目の前の少女は、刀を振るい勇ましく戦場を駆け抜ける一人の侍だ。
だがそうでなかったら、ただの一人の少女だ。
丸みがある輪郭の顔と、未だ熟してない端正な容姿。
胸だけは極めて熟してるが、それ以外を見ればまだ成人になり切れていない少女。
一人の男としてこの少女を支えたい、と岩田は思う。
彼はまだ幼さが残る瞳を優しく見つめ、彼女に顔を寄せる。そして――
“ボカッ”
「アイタタタ。……やっぱチューは駄目でっか」
岩田は殴られた頬をさすりながら苦笑めいた。
対する双葉は、キスされるような隙を与えてしまった自分に恥じらいを感じているのか、振り切るように彼から顔を背けた。
そして、そのまま何も言わず寺子屋へ戻っていく。
不機嫌に顔をしかめる双葉。
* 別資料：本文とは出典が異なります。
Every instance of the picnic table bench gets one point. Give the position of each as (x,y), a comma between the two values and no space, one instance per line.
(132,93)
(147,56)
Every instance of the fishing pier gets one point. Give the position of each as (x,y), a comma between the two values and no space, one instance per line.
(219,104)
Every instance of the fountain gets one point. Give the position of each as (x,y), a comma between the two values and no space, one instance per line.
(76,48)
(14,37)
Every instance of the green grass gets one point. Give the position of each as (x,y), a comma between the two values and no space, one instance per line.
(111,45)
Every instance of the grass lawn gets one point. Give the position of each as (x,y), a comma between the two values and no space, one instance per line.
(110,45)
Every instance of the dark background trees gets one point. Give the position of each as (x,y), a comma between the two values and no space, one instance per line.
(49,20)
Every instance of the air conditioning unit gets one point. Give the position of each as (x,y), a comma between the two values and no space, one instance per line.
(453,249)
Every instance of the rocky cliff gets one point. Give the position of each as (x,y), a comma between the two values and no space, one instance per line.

だが、内心は思うほど嫌な気分にはなっていなかった。
誰かを幸せにできる笑顔と彼が戦う理由。
今日話して『岩田光成』という男に対する気持ちが少しだけ変わった。
それが恋愛的に変わったかどうかは別として。
ただこの時、双葉は思ったのだ。
彼の笑顔も護りたいと。
去っていく彼女を、岩田は情けない声で呼び止める。
「待ってェな、双葉は~ん」
だが、双葉は止まらず去って行ってしまう。
岩田はがっくしと肩を落として地面に座り込んだ。
「はぁ~。フラれてもうたかな~」
意気消沈したかのように溜息をもらすが、
「でもまぁ、ええわ。チャンスはいくらでもあるやろ。絶対チューしたる」
素っ気なく明るくなって、岩田は夜空を見上げた。
そんな叶いもしないことを呟きながら。